The untold impact of both of these events taking place within a short period of time could be, and likely will be, incredible for the country. Never have the Olympic Games taken place in South America, and the World Cup has not been on the continent since it took place in Argentina in 1978. The exposure that Brazil will receive leading up to these events may not even be calculable in terms of the number of ‘viewers.’
In markets like Rio de Janeiro, where an extremely limited availability of land (read: high barriers to entry) is juxtaposed with a thriving economy without the presence of most international hotel brands, the desire of these brand/management companies to enter the market may create increased competition for the ‘right’ deal. With limited new supply, the local developers of projects (the most recent property developed in Ipanema was The Fasano – an über-luxe Brazilian brand with properties in Rio and São Paulo, and plans for expansion to Boa Vista, Brasil and Punta del Este, Uruguay – that took nearly nine years to develop from start to finish) have historically needed to carry their own ‘paper’ and raise capital in the form of an apart/condo-hotel model, as access to U.S./foreign capital was widely unavailable. And, in São Paulo (nearly 70% of hotel supply is based on an apart-hotel model), where commercial towers are being built at a pace equal to the condo boom of South Florida, land is available for hotel projects, but the expanse of the city and the value proposition offered by other uses (offices and residential being primary) have precluded hotel development of major internationally branded properties.

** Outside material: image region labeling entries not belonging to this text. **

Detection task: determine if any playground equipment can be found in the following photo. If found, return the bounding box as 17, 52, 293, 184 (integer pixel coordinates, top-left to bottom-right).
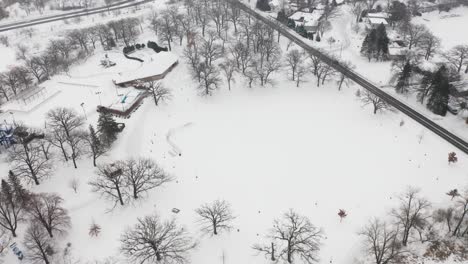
0, 124, 16, 148
101, 54, 116, 68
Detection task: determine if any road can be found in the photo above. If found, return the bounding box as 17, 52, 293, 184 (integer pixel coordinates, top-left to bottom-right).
0, 0, 153, 32
230, 0, 468, 154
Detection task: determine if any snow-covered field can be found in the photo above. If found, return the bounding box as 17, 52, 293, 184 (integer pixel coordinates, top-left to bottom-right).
413, 7, 468, 50
0, 0, 468, 264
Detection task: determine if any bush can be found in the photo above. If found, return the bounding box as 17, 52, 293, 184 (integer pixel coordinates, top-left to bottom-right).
256, 0, 271, 11
147, 41, 168, 53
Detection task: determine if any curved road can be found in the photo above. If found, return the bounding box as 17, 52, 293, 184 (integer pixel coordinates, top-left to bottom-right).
0, 0, 153, 32
229, 0, 468, 154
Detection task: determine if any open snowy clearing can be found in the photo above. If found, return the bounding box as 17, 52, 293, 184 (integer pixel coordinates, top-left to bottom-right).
1, 46, 467, 264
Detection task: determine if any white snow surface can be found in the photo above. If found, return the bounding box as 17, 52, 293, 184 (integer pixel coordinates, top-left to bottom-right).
0, 1, 468, 264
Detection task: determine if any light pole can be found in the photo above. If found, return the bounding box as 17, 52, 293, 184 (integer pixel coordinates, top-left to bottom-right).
80, 103, 88, 120
95, 92, 102, 105
10, 112, 16, 126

The apart/condo-hotel investment model has been the norm in Latin America, but with international investment exposure (read: interested capital), developers are looking more aggressively to raising institutional capital for their projects and following a more ‘promoted’ capital structure. This comes with a toll as developers are not accustomed to debt instruments nor promoted returns in the manner that ‘western’ practices utilize in negotiating capital agreements.

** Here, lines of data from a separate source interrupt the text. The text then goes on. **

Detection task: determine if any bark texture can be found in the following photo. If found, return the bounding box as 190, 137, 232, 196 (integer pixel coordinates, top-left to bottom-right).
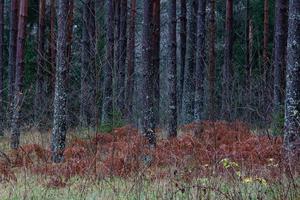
141, 0, 155, 145
152, 0, 160, 125
126, 0, 136, 122
195, 0, 206, 121
51, 0, 70, 163
273, 0, 288, 114
178, 0, 187, 113
207, 0, 216, 120
11, 0, 28, 149
34, 0, 46, 127
181, 0, 198, 123
167, 0, 177, 138
0, 0, 4, 136
284, 0, 300, 160
102, 0, 114, 124
221, 0, 233, 120
8, 0, 19, 111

There is no doubt that developers and the international capital that is trying to find a way in to the Brazilian markets will find a way to play in the sandbox, and the hotel sector provides opportunity for both in a vastly undersupplied market. In addition to fiscal reward, the people of Brazil will realize a huge benefit from the economic movement and potential development of the service business, as employment opportunities will increase, tapping in to a pent-up supply of labor and providing an opportunity to promote education, fiscal responsibility, job/life skills, personal growth, etc.
Hospitality is the business of the world, and in this global industry, some places receive a little more attention than others, at different times, and for different reasons. It is clear that Latin America, and perhaps Brazil specifically, may deservedly be the current recipient of the world’s attention. If you haven’t been to the region, you need to see it to believe it. It is not as far, nor as foreign, as it may seem from up north.